Fossem as cidades mulheres, Sampa seria um caso paradoxal nas ‘conversas etílicas’ masculinas, dividindo opiniões e gerando sanguíneas discussões entre os que a amam e a detestam, que não entenderiam a atração que aquela mulher, sem as curvas exuberantes do Rio de Janeiro ou Hong Kong, a sensualidade de Madrid ou Barcelona, a elegância de Nova York, a sofisticação de Londres, a cultura de Paris, o ar descolado de Roma, e ‘praiano chique’ de Miami, exerce sobre os seus admiradores.
‘Como pode? Sampa não é bonita, até meio baranga! Há dias em que se veste bem, em outros está como uma mendiga! Está sempre apressada, agitada, muitas vezes nem nos cumprimenta, no máximo um beijinho no rosto e olhe lá…! Em um dia frequenta altas rodas, fala vários idiomas, em outro cai no pagodão sem a menor compostura! Pensa em trabalho 25 horas por dia, chega a ser chata! O que vocês viram nessa mulher??, perguntariam seus detratores após a segunda taça de vinho.

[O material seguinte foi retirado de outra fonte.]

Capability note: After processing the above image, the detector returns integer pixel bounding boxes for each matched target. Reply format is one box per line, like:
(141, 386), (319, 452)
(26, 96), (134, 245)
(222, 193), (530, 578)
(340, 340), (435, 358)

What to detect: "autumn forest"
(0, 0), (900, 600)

Seus admiradores  não discordariam desses argumentos, mas nem por isso tornariam-se imunes ao misterioso fascínio que a Paulicéia exerce sobre eles. ‘Quer saber?’, bradariam os mais exaltados após a terceira taça, ‘Sampa pode ser tudo isso, mas se um dia eu estiver mal e ligar para ela em plena madrugada…ela irá atender, me ouvir e ainda me chamar para comer a mais saborosa das pizzas!’ E quem disse que ela é baranga?’, retrucaria alto um outro admirador, sacando uma foto dela guardada na carteira, e jogando-a sobre a mesa, ‘tudo depende do ângulo que você está vendo! ‘. Um murmúrio de admiração ecoaria no lado dos detratores…’Nem tão baranga assim’, pensariam. ‘ E tem mais!’, gritaria um terceiro admirador, ‘ não há mulher no mundo capaz de te levar a tantos lugares diferentes como ela! E ainda cozinha bem! ‘ . De bate pronto, ele ouviria uma réplica inconformada: ‘ e faz você gastar um dinheirão, essa mulher além de tudo é perdulária! ‘
Trata-se de uma discussão eterna, sem vencedores. Mas os detratores de Sampa, por mais que se manifestem efusivamente contra ela, no fundo nutrem uma intrigante curiosidade a seu respeito. Cedo ou tarde, acabam reconhecendo o seu valor.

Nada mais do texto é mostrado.